Gagasan ampas kopi untuk melukis, berawal dari kebiasaan Sawir meminum kopi dan ‘nyethe’ yakni mengoleskan ampas kopi di batang rokok. Setelah berhenti merokok, kebiasaan nyethe tak bisa hilang, mediumnya berganti.
Bukan batang rokok, Sawir awalnya mencoba melukis di atas kertas tisu. Kemudian beralih menggunakan kertas. “Kok asyik, akhirnya saya menekuninya menjadi sebuah media tersendiri,” kata sawir dalam pameran Menyeni Rupa Bersama Komunitas Kalimetro, 27 November 2017.
Sawir menekuni melukis dengan ampas kopi sejak 1999. Jatuh bangun telah dilalui Sawir. Sejumlah karya lukis yang dihasilkan dari kerja keras, ludes terbakar. Memulih mundur sebagai guru cukup memberikan pengalaman hidup bagi dirinya.
Dia pernah mengalami antara hidup dan mati, namun percaya mendapat kesempatan hidup yang kedua. Seniman jebolan Universitas Negeri Malang mulai bangkit. Ambisi melukis ia kobarkan kembali. Ragam lukisan dengan media ampas kopi ini memuat makna-makna dari pengalaman hidupnya.
Karya seni lukis Sawir kerap tampil dalam berbagai pameran di Malang, Yogyakarta, hingga Jakarta. Lukisannya diapresiasi penikmat seni, sebuah lukisan dihargai beragam, mulai ratusan ribu hingga jutaan rupiah. Menjual lukisan bagi Sawir bukan tujuan utama dalam berkarya.
Bergelut di dunia seni bukan satu-satunya tujuan hidup Sawir, dia juga menekuni coffee roastery. Kopi yang diproduksinya dipasarkan ke sejumlah kedai kopi di Malang dengan merek Cangkir Laras. Penghasilan dari usaha memproduksi kopi bubuk ini lebih menjanjikan untuk kehidupan keluarganya.
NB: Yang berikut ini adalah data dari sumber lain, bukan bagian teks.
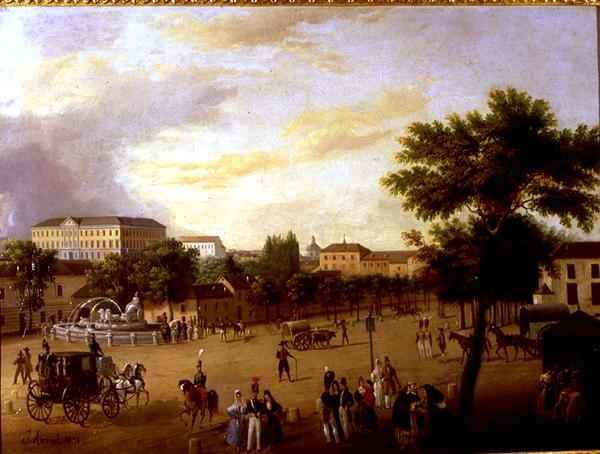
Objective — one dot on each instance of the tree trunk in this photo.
(335, 311)
(471, 372)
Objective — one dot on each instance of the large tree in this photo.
(511, 160)
(113, 277)
(34, 268)
(165, 271)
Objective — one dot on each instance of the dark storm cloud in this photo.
(67, 163)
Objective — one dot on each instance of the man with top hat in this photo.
(284, 365)
(200, 377)
(254, 410)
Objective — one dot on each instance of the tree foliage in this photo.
(34, 272)
(114, 277)
(499, 167)
(165, 271)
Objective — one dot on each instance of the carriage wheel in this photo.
(39, 404)
(306, 342)
(110, 404)
(76, 406)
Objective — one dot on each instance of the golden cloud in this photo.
(320, 135)
(213, 174)
(344, 129)
(279, 29)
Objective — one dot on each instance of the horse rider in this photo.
(95, 346)
(200, 377)
(284, 365)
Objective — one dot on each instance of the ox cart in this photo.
(303, 337)
(71, 379)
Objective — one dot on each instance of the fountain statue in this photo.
(133, 311)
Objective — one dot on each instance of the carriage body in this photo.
(72, 380)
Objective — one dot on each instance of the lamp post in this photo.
(370, 325)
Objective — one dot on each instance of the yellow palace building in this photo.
(92, 238)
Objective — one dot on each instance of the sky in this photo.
(249, 122)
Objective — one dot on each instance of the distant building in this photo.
(355, 259)
(313, 250)
(207, 246)
(245, 256)
(93, 238)
(69, 277)
(577, 282)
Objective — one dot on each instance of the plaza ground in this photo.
(505, 395)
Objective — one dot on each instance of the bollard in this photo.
(194, 446)
(8, 407)
(293, 415)
(452, 390)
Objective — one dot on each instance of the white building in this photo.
(577, 282)
(207, 246)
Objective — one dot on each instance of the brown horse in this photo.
(198, 399)
(503, 341)
(466, 344)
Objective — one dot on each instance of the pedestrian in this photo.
(28, 366)
(390, 382)
(377, 378)
(441, 339)
(20, 369)
(358, 412)
(235, 428)
(273, 432)
(329, 404)
(94, 346)
(282, 355)
(344, 328)
(368, 403)
(346, 403)
(328, 378)
(254, 411)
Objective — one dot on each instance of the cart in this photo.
(71, 379)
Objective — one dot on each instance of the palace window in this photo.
(570, 271)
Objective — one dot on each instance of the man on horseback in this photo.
(200, 377)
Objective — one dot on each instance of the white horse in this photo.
(131, 383)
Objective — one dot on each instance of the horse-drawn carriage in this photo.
(71, 379)
(304, 337)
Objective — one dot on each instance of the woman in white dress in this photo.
(377, 378)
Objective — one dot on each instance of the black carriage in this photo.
(72, 380)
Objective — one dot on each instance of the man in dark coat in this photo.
(284, 365)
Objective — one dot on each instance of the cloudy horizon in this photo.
(248, 122)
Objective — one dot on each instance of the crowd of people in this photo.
(561, 398)
(424, 338)
(419, 413)
(184, 330)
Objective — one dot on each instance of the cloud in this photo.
(283, 30)
(216, 173)
(322, 133)
(317, 135)
(64, 153)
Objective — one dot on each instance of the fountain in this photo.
(103, 317)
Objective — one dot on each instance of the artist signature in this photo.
(36, 438)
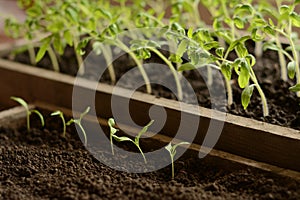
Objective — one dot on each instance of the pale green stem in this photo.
(81, 69)
(258, 50)
(141, 152)
(173, 70)
(112, 145)
(31, 54)
(229, 92)
(84, 135)
(139, 65)
(172, 163)
(282, 61)
(261, 93)
(108, 56)
(53, 59)
(28, 121)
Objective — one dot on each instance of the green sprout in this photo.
(61, 115)
(136, 141)
(78, 122)
(111, 124)
(28, 111)
(172, 151)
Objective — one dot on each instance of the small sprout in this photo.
(111, 124)
(78, 122)
(172, 150)
(28, 111)
(61, 115)
(136, 140)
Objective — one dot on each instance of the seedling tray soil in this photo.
(41, 164)
(283, 104)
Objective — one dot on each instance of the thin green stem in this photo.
(79, 59)
(84, 135)
(173, 70)
(112, 145)
(31, 54)
(172, 163)
(108, 57)
(53, 59)
(141, 152)
(261, 93)
(139, 64)
(282, 61)
(28, 120)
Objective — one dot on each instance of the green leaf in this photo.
(43, 48)
(220, 52)
(111, 124)
(244, 75)
(271, 46)
(20, 101)
(97, 47)
(180, 143)
(40, 116)
(186, 67)
(122, 139)
(291, 69)
(182, 47)
(144, 130)
(295, 88)
(295, 19)
(239, 22)
(68, 37)
(250, 60)
(246, 96)
(241, 50)
(226, 70)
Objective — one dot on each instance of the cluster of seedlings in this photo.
(53, 25)
(111, 123)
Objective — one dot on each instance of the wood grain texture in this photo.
(244, 137)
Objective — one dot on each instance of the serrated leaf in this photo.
(144, 129)
(40, 116)
(122, 139)
(220, 52)
(291, 69)
(186, 67)
(270, 46)
(226, 71)
(43, 48)
(97, 48)
(295, 19)
(295, 88)
(68, 37)
(168, 147)
(246, 96)
(20, 101)
(239, 23)
(182, 47)
(244, 75)
(241, 50)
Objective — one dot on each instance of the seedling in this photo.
(78, 122)
(28, 111)
(61, 115)
(111, 124)
(172, 151)
(136, 140)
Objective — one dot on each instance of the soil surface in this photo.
(41, 164)
(283, 105)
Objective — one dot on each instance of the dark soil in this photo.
(41, 164)
(283, 105)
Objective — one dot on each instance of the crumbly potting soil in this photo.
(283, 105)
(41, 164)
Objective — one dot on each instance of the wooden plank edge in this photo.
(195, 147)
Sawir tak hanya menghidupi diri sendiri, namun juga menghidupi 30 anak asuh di rumah singgah ‘Rumah Belajar Cangkir Laras’.
Bagi Sawir, menjadi seorang seniman bukan tujuan utama. Ia menekankan karya seni hasil penciptaaannya merupakan caranya untuk bercerita dan berdoa. Sawir juga menjadi motivator bagi seniman muda Malang. Dia berpesan agar seniman muda menyiapkan mental saat terjun di dunia seni.
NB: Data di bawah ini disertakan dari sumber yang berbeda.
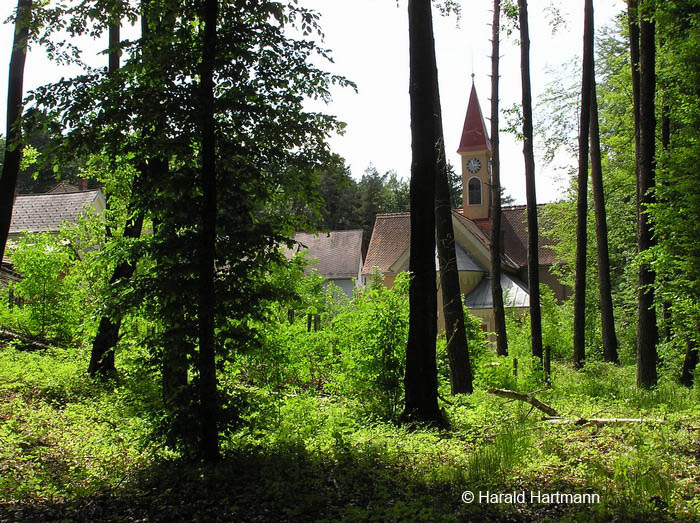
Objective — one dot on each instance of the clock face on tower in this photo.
(474, 165)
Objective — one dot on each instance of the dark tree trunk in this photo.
(496, 247)
(633, 24)
(689, 363)
(114, 40)
(582, 203)
(533, 259)
(666, 144)
(607, 317)
(13, 141)
(457, 345)
(420, 381)
(646, 314)
(207, 248)
(102, 355)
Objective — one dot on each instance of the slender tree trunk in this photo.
(666, 144)
(633, 24)
(420, 381)
(13, 141)
(582, 203)
(533, 261)
(646, 315)
(689, 363)
(607, 317)
(453, 310)
(102, 355)
(207, 249)
(107, 337)
(496, 288)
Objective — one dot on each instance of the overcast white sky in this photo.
(369, 41)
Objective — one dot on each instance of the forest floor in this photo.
(72, 449)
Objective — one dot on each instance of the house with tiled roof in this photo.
(389, 247)
(47, 212)
(336, 255)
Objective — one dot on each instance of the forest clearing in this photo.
(206, 315)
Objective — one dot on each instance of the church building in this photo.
(388, 251)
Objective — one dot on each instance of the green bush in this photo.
(49, 290)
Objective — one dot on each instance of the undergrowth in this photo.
(67, 440)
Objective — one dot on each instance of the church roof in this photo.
(391, 238)
(337, 254)
(514, 230)
(514, 294)
(474, 134)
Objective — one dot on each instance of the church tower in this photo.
(475, 152)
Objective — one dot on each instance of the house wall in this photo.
(347, 284)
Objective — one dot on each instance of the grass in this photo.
(75, 449)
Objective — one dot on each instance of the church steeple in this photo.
(475, 150)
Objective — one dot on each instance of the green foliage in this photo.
(373, 337)
(49, 288)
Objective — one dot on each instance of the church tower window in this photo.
(474, 191)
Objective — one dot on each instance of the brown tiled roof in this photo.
(46, 212)
(390, 238)
(339, 253)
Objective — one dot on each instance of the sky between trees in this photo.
(369, 41)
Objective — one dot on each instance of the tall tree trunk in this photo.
(496, 288)
(533, 259)
(582, 203)
(666, 144)
(453, 310)
(646, 314)
(13, 141)
(607, 317)
(107, 337)
(420, 380)
(689, 363)
(207, 249)
(102, 354)
(633, 24)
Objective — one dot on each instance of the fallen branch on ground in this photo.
(601, 421)
(25, 343)
(528, 398)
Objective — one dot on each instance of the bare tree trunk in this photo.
(107, 337)
(646, 314)
(496, 289)
(13, 141)
(666, 144)
(633, 24)
(533, 262)
(582, 203)
(689, 363)
(453, 310)
(420, 380)
(209, 443)
(102, 355)
(607, 317)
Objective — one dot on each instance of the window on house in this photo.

“Jika ingin menjadi seniman, siapkan mental! Karena profesi apapun jika tak siap mental pasti akan jatuh. Apalagi eksistensi seni tidak mudah menghasilkan begitu saja,” katanya.
Pameran Bersama
Pameran yang diselenggarakan Komunitas Kalimetro merupakan kali pertama pameran siswa kelas kreatid menyeni rupa bersama menyapa khalayak. Enam perupa muda menyuguhkan masing-masing karya antara lain, Nadiatus mahasiswa Hukum Universitas Islam, Ilyas mahasiswa Fakultas Ilmu Komputer (FILKOM) Universitas Brawijaya, Agustina mahasiswa Desain Komunikasi Visual Universitas Negeri Malang, Va alumnus Politeknik Malang, Odang mahasiswa FILKOM Universitas Brawijaya, Ayuma mahasiwa Fakultas Ilmi Administrasi Universitas Brawijaya.
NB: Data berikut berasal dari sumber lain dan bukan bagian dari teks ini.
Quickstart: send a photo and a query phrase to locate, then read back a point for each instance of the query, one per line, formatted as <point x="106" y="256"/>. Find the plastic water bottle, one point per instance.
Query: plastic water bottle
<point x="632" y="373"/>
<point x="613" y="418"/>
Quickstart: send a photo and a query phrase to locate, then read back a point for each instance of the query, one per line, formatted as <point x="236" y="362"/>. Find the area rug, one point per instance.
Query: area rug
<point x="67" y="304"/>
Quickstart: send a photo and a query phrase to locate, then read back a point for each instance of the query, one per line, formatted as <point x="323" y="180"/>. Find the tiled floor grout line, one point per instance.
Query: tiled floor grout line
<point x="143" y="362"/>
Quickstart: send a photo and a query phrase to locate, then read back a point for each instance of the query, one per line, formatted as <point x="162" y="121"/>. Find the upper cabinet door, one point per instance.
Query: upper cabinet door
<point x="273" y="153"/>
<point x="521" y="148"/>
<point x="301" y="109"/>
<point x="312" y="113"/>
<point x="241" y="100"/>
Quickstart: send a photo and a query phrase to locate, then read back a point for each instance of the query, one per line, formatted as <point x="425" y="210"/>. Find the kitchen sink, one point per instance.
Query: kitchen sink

“Pameran memberikan ruang bagi perupa muda untuk berekspresi,” kata pemandu kelas kreatif, Feri H. Said. Pameran juga menggandeng para seniman kawakan meliputi Maruto, Indra Setiawan, Sawir Wirantho dan Hengki Irawan. Pameran bersama, katanya, murni untuk memotivasi para peserta.
Selain melukis Feri juga seorang gitaris Hankestra. Menurut Feri keenam perupa muda siap berpameran. Kebanyakan berupa lukisan ilustrasi dengan pensil dan tinta. Pameran selain menunjukkan karya para siswa kelas kreatif, sekaligus untuk menunjukkan saling silang ide dan gagasan.
Kelas Menyeni Rupa Bersama di Komunitas Kalimetro rutin digelar setiap Jumat mulai pukul 16.00 WIB. Kelas memberikan ruang belajar secara bebas bagi kaum muda yang berminat dalam bidang seni rupa.